Book Review: APA’s latest guide on DSM-5 skims surface but is okay for lay readers


“Understanding Mental Disorders” is designed for a specific audience: potential patients and their families who are entering or considering entering mental health treatment. The book does this job well. A foreword by former Rep. Patrick J. Kennedy (D-R.I.) presents its themes – that there is a scientific way of understanding mental disorders and that we now have effective treatments.

The book (American Psychiatric Publishing, 2015) is reasonably priced. The well-written, user-friendly text (accompanied by boxes with case examples) summarizes the mental disorders described in the DSM-5.

Dr. Joel Paris

Dr. Joel Paris

It must be said that there is no hint here that there was ever any controversy about what should and should not be included in the DSM-5, how disorders should be defined, or what the boundary should be between disorder and normality. Also, most of the clinical vignettes are good-news stories, underlining the message that mental disorders can be successfully diagnosed and treated – without pointing out how much we still need to know. Perhaps these issues do not belong in a book written for patients and families who need to feel hopeful.

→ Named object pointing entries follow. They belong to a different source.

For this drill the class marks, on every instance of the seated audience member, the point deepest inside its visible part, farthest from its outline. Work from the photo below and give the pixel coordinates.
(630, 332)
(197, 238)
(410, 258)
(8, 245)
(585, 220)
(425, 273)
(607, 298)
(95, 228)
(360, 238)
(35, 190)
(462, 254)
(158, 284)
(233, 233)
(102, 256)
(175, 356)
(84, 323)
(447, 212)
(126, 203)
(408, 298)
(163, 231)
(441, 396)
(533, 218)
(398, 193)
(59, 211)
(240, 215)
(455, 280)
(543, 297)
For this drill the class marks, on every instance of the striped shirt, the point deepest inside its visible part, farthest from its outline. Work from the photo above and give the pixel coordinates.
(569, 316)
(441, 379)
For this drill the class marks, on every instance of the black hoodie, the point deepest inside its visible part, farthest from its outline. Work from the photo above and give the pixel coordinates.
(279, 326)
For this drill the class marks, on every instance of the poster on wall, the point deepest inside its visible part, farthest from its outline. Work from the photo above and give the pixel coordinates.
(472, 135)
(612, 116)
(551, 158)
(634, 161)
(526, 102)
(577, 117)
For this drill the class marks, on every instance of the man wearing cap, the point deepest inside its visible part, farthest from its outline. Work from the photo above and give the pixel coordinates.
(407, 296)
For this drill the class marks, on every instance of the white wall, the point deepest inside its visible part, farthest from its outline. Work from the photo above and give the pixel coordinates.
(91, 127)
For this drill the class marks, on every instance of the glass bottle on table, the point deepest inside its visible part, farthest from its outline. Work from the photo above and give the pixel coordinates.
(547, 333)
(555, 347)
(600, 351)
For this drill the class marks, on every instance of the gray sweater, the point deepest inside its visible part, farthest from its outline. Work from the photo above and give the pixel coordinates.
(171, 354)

In summary, this book has a mission that it completes with success.

Those who need to know more will have to look elsewhere. Professionals wanting a more detailed look at the DSM-5 should consult another book published by the APA (“DSM-5 Guide Book: The Essential Companion to the Diagnostic and Statistical Manual of Mental Disorders,” American Psychiatric Publishing, 2014). Those interested in further exploring the complex issues and controversies that swirled around the DSM-5, both before and after its 2013 publication, might want to look at my own volume, now in its second edition (“The Intelligent Clinician’s Guide to the DSM-5,” Oxford University Press, 2015).

Dr. Paris is professor in the department of psychiatry at McGill University, Montreal.